Ia pun menyebut, perhitungan pengupahan menggunakan PP 36/2021 yang dijadikan alasan pengusaha akan terjadi resesi global dan adanya 25 ribu buruh di PHK itu adalah cerita bohong.
Pasalnya, berdasarkan data yang ada, resesi tidak terjadi di Indonesia.
"Resesi itu terjadi jika dalam dua kuartal berturut-turut pertumbuhan ekonominya negatif.

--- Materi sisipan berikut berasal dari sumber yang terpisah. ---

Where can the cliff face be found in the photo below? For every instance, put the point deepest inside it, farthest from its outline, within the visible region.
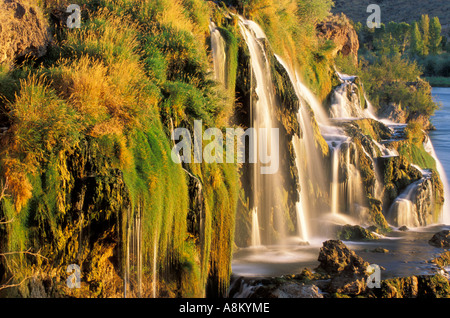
(339, 30)
(23, 30)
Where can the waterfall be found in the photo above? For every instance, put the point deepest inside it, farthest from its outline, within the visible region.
(266, 203)
(428, 145)
(256, 239)
(335, 181)
(403, 210)
(218, 53)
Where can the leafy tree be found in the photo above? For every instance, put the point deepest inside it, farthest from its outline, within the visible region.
(435, 35)
(425, 28)
(416, 47)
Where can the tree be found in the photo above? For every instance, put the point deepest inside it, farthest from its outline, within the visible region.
(416, 47)
(435, 35)
(425, 28)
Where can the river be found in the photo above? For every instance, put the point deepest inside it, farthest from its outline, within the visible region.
(408, 252)
(441, 120)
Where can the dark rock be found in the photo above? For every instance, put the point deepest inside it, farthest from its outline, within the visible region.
(379, 249)
(277, 287)
(347, 270)
(355, 233)
(339, 29)
(441, 239)
(335, 257)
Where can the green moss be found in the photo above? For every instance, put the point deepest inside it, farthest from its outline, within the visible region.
(355, 233)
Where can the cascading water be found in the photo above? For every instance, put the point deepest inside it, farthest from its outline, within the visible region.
(266, 206)
(335, 181)
(428, 145)
(403, 210)
(256, 238)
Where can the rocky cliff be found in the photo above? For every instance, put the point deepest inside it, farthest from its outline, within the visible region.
(339, 30)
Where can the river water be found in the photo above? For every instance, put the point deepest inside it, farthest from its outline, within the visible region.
(408, 252)
(441, 120)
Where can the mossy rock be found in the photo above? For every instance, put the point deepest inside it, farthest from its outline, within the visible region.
(355, 233)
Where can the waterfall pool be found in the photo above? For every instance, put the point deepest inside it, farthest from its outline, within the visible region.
(409, 253)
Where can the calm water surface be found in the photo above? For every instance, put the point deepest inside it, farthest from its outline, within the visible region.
(409, 252)
(441, 120)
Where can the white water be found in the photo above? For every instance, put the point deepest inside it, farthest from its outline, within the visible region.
(265, 199)
(335, 181)
(256, 238)
(428, 145)
(403, 210)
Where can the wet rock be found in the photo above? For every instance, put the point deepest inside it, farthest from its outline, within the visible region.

Sedangkan saat ini pertumbuhan ekonomi kita selalu positif," tuturnya.
Ia pun menyebut, besaran inflasi Indonesia yang berkisar di angka 6,5 persen inflasi umum.
Secara khusus, konsumsi yang kenaikannya signifikan adalah makanan yang naik 15 persen, sektor transportasi naik lebih dari 30 persen, dan sewa rumah sebesar 12,5 persen.
“Litbang Partai Buruh memprediksi, pertumbuhan ekonomi bisa berkisar rata-rata 4 sampai 5 persen Januari hingga Desember 2022," katanya.

"Kalau inflasi 6,5 persen dan pertumbuhan ekonomi 4 sampai 5 persen, yang paling masuk akal angka kompromi kenaikan UMP/UMK adalah di atas 6,5 persen hingga 13 persen,” sambungnya.
Dengan kata lain, kenaikannya harus lebih tinggi dari angka inflansi dan ditambah dengan alfa (atau pertumbuhan ekonomi).
Bila pemerintah tetap ngotot menggunakan PP Nomor 36/2021, buruh mengancam akan melakukan aksi bergelombang dan besar.
Bahkan, Said Iqbal mengancam akan melakukan mogok nasional pada pertengahan Desember mendatang.
Diperkirakan kurang lebih lima juta buruh di seluruh Indonesia bakal melakukan aksi mogok ini.
“Puluhan pabrik akan stop berproduksi, kalau Apindo dan pemerintah memaksakan. Kami yakin Menteri Tenaga Kerja menggunakan dasar-dasar yang rasional, tidak menggunakan PP Nomor 36 tahun 2021, tapi PP Nomor 78 Tahun 2015 ” tuturnya.